With this scenario on the table, the lawyers consulted by idealista / news speak of surprise, stupor, concern and an increase in legal uncertainty on an issue that, after the European ruling, should already be clear.

The lawyer of G&G Abogados classifies this situation as “an injustice” and ensures that in these cases and only one appeal could be presented, with the economic and temporary cost that it entails, which ends up generating legal insecurity.

“The average term to resolve in cassation has been two years, a term that will increase if we continue to obtain sentences like these, generating in this way a serious legal insecurity and an absolute mistrust in Justice“, Explains the lawyer, although she adds that” professionals who work in the Administration of Justice see how litigation increases and continues with the same means and personnel, so falling into errors is much easier and more frequent.

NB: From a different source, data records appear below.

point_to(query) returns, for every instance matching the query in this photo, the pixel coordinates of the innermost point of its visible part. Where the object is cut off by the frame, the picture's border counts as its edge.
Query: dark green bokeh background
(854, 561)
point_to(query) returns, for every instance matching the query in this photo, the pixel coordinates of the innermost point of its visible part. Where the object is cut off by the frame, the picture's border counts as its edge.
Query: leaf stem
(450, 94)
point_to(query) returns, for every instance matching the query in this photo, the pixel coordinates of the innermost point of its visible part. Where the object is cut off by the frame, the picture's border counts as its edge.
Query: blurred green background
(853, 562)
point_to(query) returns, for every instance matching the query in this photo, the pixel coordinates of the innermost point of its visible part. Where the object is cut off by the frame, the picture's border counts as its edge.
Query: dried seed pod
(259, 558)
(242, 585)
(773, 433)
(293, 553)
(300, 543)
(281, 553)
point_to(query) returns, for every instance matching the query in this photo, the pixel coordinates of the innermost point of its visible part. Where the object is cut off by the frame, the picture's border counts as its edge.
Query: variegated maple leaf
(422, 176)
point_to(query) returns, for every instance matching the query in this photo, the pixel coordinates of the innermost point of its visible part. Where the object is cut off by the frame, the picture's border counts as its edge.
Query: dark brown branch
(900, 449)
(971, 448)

In that same line, Almudena Velázquez, legal co-director of reclamador.es, qualifies the situation as “scandalous, controversial and surprising”, Since“ it seems that there are courts and tribunals in Spain that rely on judicial independence and forget a fundamental issue: the rulings of the Court of Justice of the European Union are mandatory, as established in article 4.bis of the Organic Law of the Judicial Power, and precisely it is created so that there is a common application in Europe ”.

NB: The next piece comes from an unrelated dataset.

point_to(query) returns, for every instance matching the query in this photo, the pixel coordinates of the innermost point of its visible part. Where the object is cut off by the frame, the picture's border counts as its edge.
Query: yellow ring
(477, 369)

Also remember that this is not the first time we have faced such a case. And it is that, “despite the fact that the Provincial Court of Madrid was a pioneer in the defense of consumers in cases such as preferred shares or SWAPS, last March did not follow Luxembourg guidelines in an IRPH case. Despite the fact that the CJEU decided which were the criteria that should be considered to consider this type of interest in mortgages null, days later the Madrid court maintained the validity of the clause ”. For this reason, Velázquez speaks of concern and unnecessary legal uncertainty, since “on these issues the CJEU left no doubt and there is not much left to discuss.”

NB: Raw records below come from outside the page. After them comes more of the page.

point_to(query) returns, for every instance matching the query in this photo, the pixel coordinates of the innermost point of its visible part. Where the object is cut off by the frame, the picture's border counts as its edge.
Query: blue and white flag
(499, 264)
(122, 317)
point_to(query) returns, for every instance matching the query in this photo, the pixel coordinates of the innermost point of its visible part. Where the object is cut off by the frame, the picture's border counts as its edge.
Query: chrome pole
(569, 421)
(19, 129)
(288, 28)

The good news is that lawyers believe we should not see more contradictory sentences in this sense.

“With the judgment of the CJEU and that of the plenary session of the Supreme Court, which creates jurisprudence, It must be clear that if the invalidity of the clauses requested is decreed, the costs must be paid by the bank. I also find this criterion very correct, because it is about dissuading banks from their abuses, both in the imposition of abusive clauses on consumers, and in the indiscriminate use of the Administration of Justice, exhausting consumers. It is not a question of dissuading consumers, which would happen if the criterion of not imposing costs continues to be maintained, ”adds the lawyer from G&G Abogados.

In that same line, Esther Álvarez, partner of the firm Gabeiras & Asociados, explains in the Confilegal newspaper that the recent ruling of the Spanish High Court “is a call for attention to certain Provincial Courts that they do not solidly estimate the order to pay the banks. What this does is that the banks themselves continue to litigate. Now they will not be able to extend the case if the lack of transparency in their mortgage loans has been demonstrated ”.

For her part, the legal co-director of the claimant gives as an example the Provincial Court of Salamanca, which has ordered a bank to pay a fine of 1,000 euros for having forced some clients to take a case of abusive mortgage clauses to court, knowing that they were right.

“Justice should tend to prevent banks from going to court in cases where the abusive clauses are clear, and not only because of the collapse of the courts, but also because it does not discourage the consumer from exercising their right to judicial claim if necessary. ”, He concludes.